If your well has tested positive for total coliform, fecal coliform, or any other test indicating a potential health concern, contact your local health department. If your well has tested positive for anaerobic bacteria, it should be cleaned and disinfected by a licensed water systems professional.

In general, it is good practice to keep up-to-date records of well installation, repairs, and testing, and to keep the area around the well clear of potential contaminants.




The siting or location of your well has a huge effect on its safety and effectiveness.

When placing a new well, minimum distances between the well and potential sources of contaminants, such as septic tanks, livestock yards, and petroleum tanks, should be followed.

Groundwater can become contaminated by microorganisms through fecal contamination, naturally-occurring chemicals such as arsenic and radon, and synthetic and organic chemicals from fertilizers and pesticides, and other emerging contamination concerns. One of the most common sources of well contamination is failed septic tanks.

If you are planning on constructing a new well, a state-licensed contractor, local health department, or local water system professional can provide further information about constructing a well in your area. These professionals may also be able to provide information on the depth of other wells within your area.


Currently, most groundwater sources are relatively clean of harmful contaminants and can be safely consumed with little to no further treatment. However, the high quality of Michigan’s groundwater is at risk from urbanization and common agricultural and industrial practices.

Common sources of groundwater contamination include seepage from landfills, failed septic tanks, underground storage tanks, fertilizers and pesticides, and runoff from urban areas. Wells drilled deeper within the surface are more resistant to contamination, however, pollution can still occur.

Wells are susceptible to both chemical and biological contamination. According to the Center for Disease Control (CDC), the most common outbreak-causing biological contaminants in wells include the Hepatitis A virus, Giardia, Escherichia coli (E. coli), Campylobacter, Shigella, Cryptosporidium, and Salmonella. Chemical contaminants, such as arsenic, gasoline, nitrate, phenols, and selenium, can also be present but are less likely to cause outbreaks.

There are several water quality indicators (WQI) and contaminants that homeowners with private wells should test for. A WQI test for the presence or absence of specific microorganisms that could indicate the contamination by disease-causing organisms, called pathogens. Usually, the organisms that the test targets are not the organisms that cause the disease, but it does indicate the presence of fecal contamination.

Common WQIs include Total Coliform, Fecal Coliform, and pH levels. Other contaminants that are for a water system should be tested for on a regular basis include Nitrate and Volatile Organic Compounds (VOCs) which can be harmful to human health at high levels.


While in general well water is relatively high quality, homeowners with a well may choose to treat their well water to remove specific contaminants, as an extra layer of protection against pathogens, or for increased cosmetic quality (taste, smell, coloring).

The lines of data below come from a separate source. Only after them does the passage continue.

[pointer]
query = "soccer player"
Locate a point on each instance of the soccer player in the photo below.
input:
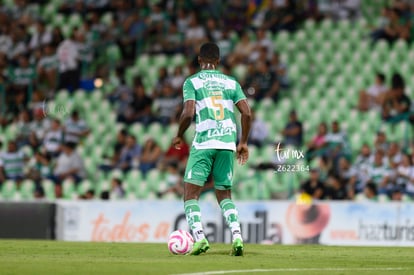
(211, 95)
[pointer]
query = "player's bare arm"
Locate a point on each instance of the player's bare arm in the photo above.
(186, 117)
(246, 121)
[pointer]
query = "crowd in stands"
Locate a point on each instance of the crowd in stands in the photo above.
(40, 56)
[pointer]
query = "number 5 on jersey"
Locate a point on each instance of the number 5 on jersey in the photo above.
(216, 101)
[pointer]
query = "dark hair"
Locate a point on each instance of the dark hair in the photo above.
(371, 186)
(397, 81)
(381, 77)
(210, 52)
(117, 181)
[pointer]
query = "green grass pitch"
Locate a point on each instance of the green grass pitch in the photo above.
(53, 257)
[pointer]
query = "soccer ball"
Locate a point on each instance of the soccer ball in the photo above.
(180, 242)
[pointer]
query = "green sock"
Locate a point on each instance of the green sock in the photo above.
(231, 216)
(193, 216)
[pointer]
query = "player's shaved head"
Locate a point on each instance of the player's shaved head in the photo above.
(209, 52)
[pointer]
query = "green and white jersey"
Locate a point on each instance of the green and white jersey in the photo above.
(215, 95)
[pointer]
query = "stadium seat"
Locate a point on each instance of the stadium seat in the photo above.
(75, 20)
(8, 189)
(68, 189)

Two types of treatment systems are commonly used for household well water: point-of-use (POU) and point-of-entry (POE).

Point-of-use systems are typically installed near where water is used, such as a tap, and only treats the water flowing out of that faucet.

Point-of-entry systems are installed after the water meter and treat most of the water entering the household by filtering out ‘hard water’ minerals with softeners, and reducing pathogens.

Since a single treatment system cannot remove all contaminants, it is recommended that a household’s water is tested regularly, and a water treatment system is chosen based on specific contaminants of concern. When purchasing a treatment system, it is also important to consider units that have been certified by an independent testing agency such as the National Sanitation Foundation (NSF) or the Water Quality Association (WQA) to ensure treatment efficiency.